Hello!
I’ve wrote some benchmarks and observed that the MFU and ALU throughput on the Nvidia Orin is only ~1/6 of that on the RTX 3080. However, the FMA and TensorCore throughput on Orin can reach up to ~1/3 of the RTX 3080’s performance.
Based on the white paper, 3080 has 119TFOPS FP16 TensorCore throughput. For Orin, the number is 42.5TFLOPs, which makes a 2.8X difference.
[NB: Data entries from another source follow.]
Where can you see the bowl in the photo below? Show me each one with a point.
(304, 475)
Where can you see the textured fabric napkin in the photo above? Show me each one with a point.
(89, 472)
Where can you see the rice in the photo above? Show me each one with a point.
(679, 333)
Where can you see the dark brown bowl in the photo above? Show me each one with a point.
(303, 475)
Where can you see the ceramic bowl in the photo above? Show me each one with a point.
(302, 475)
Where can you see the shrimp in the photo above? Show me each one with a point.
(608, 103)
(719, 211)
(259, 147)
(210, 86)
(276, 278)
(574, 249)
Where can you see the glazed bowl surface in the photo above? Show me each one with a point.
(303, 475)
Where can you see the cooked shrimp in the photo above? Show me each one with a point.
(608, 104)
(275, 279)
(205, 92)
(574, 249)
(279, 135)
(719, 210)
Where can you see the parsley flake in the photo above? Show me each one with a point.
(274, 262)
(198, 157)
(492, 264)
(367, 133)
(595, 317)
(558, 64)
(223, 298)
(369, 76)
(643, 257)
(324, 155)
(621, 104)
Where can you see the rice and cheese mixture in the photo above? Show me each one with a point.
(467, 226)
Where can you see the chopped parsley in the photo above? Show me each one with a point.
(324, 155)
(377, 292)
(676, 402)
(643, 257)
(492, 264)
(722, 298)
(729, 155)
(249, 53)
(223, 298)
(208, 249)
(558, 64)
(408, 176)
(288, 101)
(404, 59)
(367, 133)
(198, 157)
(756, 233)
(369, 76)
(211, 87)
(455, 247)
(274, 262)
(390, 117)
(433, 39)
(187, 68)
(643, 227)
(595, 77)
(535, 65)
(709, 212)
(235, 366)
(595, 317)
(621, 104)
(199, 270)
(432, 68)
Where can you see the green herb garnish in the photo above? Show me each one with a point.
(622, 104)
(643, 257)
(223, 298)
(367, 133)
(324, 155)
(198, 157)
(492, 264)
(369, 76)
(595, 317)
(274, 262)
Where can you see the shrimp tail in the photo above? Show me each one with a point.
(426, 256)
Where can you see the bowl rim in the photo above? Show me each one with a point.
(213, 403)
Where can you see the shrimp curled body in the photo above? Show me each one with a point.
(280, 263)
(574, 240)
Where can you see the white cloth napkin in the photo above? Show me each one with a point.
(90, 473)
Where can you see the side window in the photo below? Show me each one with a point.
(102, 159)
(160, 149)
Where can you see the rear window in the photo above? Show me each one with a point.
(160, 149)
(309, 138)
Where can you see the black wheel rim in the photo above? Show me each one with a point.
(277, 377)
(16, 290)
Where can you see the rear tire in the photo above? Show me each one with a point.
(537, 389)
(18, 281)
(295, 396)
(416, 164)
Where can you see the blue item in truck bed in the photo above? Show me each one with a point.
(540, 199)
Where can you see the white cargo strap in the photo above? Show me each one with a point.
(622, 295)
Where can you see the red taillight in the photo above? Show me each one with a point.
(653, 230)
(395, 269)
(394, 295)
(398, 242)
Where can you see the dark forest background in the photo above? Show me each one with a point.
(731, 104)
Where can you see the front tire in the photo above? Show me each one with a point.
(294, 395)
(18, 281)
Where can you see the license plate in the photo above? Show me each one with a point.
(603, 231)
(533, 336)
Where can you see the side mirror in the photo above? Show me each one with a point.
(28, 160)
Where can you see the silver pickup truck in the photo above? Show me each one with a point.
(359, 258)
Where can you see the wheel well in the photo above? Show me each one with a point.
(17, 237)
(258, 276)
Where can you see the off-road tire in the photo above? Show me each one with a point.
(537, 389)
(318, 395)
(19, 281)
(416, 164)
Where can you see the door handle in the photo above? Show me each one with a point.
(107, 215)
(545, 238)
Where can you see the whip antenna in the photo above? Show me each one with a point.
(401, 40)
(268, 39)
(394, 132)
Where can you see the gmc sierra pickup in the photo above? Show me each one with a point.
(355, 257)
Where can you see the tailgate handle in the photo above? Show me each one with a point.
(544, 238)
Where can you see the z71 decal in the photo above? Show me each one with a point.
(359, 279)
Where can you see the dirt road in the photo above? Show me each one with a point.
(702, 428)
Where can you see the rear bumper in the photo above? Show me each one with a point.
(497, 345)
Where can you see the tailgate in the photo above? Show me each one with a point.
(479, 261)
The profiling of our various workloads have also verified this number proportion.
However, when it comes to MFU or ALU, the throughput observed from our experiments show a ~6X difference.
For example, the following experiment profiles the throughput of hexp2 operations which are performed on MFU:
__global__ void testing_kernel(const half* A, const half* B, half* C, int N) {
int idx = blockIdx.x * blockDim.x + threadIdx.x;
half sum = A[idx];
if (idx < N) {
for(int i = 0; i < (1<<20); i++) {
sum += hexp2(sum);
}
C[idx] = sum;
}
}
// Utility function to check for CUDA errors
void checkCudaError(cudaError_t err, const char* msg) {
if (err != cudaSuccess) {
std::cerr << "Error: " << msg << " (" << cudaGetErrorString(err) << ")" << std::endl;
exit(EXIT_FAILURE);
}
}
void my_kernel_run() {
int N = 512*64;
half* h_A = (half*) malloc(N * sizeof(half));
half* h_B = (half*) malloc(N * sizeof(half));
half* h_C = (half*) malloc(N * sizeof(half));
for (int i = 0; i < N; i++) {
h_A[i] = (1.0f + i) / 10000;
h_B[i] = (2.0f + i) / 10000;
}
half* d_A, *d_B, *d_C;
checkCudaError(cudaMalloc((void**)&d_A, N * sizeof(half)), "Allocating d_A");
checkCudaError(cudaMalloc((void**)&d_B, N * sizeof(half)), "Allocating d_B");
checkCudaError(cudaMalloc((void**)&d_C, N * sizeof(half)), "Allocating d_C");
// Copy data from host to device
checkCudaError(cudaMemcpy(d_A, h_A, N * sizeof(half), cudaMemcpyHostToDevice), "Copying to d_A");
checkCudaError(cudaMemcpy(d_B, h_B, N * sizeof(half), cudaMemcpyHostToDevice), "Copying to d_B");
int blockSize = 256;
int numBlocks = (N + blockSize - 1) / blockSize;
testing_kernel<<<numBlocks, blockSize>>>(d_A, d_B, d_C, N);
checkCudaError(cudaGetLastError(), "Launching vectorAddFP16 kernel");
cudaFree(d_A);
cudaFree(d_B);
cudaFree(d_C);
free(h_A);
free(h_B);
free(h_C);
}
I’m curious about the reasons behind this discrepancy and wondering if there’s a way to optimize MFU and ALU throughput on Orin to achieve closer to 1/3rd of the RTX 3080’s performance as well.
Thank you so much!